Astrothelium pallidoflavum

Scientific classification
- Kingdom: Fungi
- Division: Ascomycota
- Class: Dothideomycetes
- Order: Trypetheliales
- Family: Trypetheliaceae
- Genus: Astrothelium
- Species: A. pallidoflavum
- Binomial name: Astrothelium pallidoflavum Flakus & Aptroot (2016)

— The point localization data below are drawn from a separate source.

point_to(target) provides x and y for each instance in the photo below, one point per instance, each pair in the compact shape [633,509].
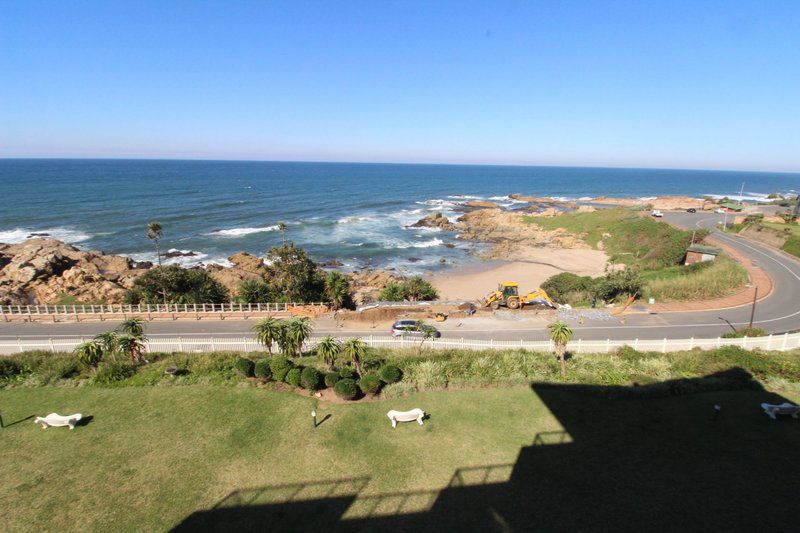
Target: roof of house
[702,249]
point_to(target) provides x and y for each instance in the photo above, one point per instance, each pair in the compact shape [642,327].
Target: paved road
[779,313]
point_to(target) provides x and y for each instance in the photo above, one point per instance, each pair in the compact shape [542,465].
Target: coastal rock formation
[509,232]
[365,285]
[434,220]
[40,271]
[660,202]
[245,266]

= Astrothelium pallidoflavum =

- Authority: Flakus & Aptroot (2016)

Species of lichen

Astrothelium pallidoflavum is a species of corticolous (bark-dwelling) lichen in the family Trypetheliaceae. Found in Bolivia, it was formally described as a new species in 2016 by lichenologists Adam Flakus and André Aptroot. The type specimen was collected from Noel Kempff Mercado National Park (José Miguel de Velasco Province, Santa Cruz Department) at an altitude of 220 m; there, in a Beni savanna with trees, the lichen was found growing on bark. It is only known to occur at the type locality. The species epithet refers to the characteristic pale yellow colour of the pseudostromata. Astrothelium pallidoflavum is similar to A. cinnamomeum, but has larger ascospores (27–30 by 10–12 μm) than that species.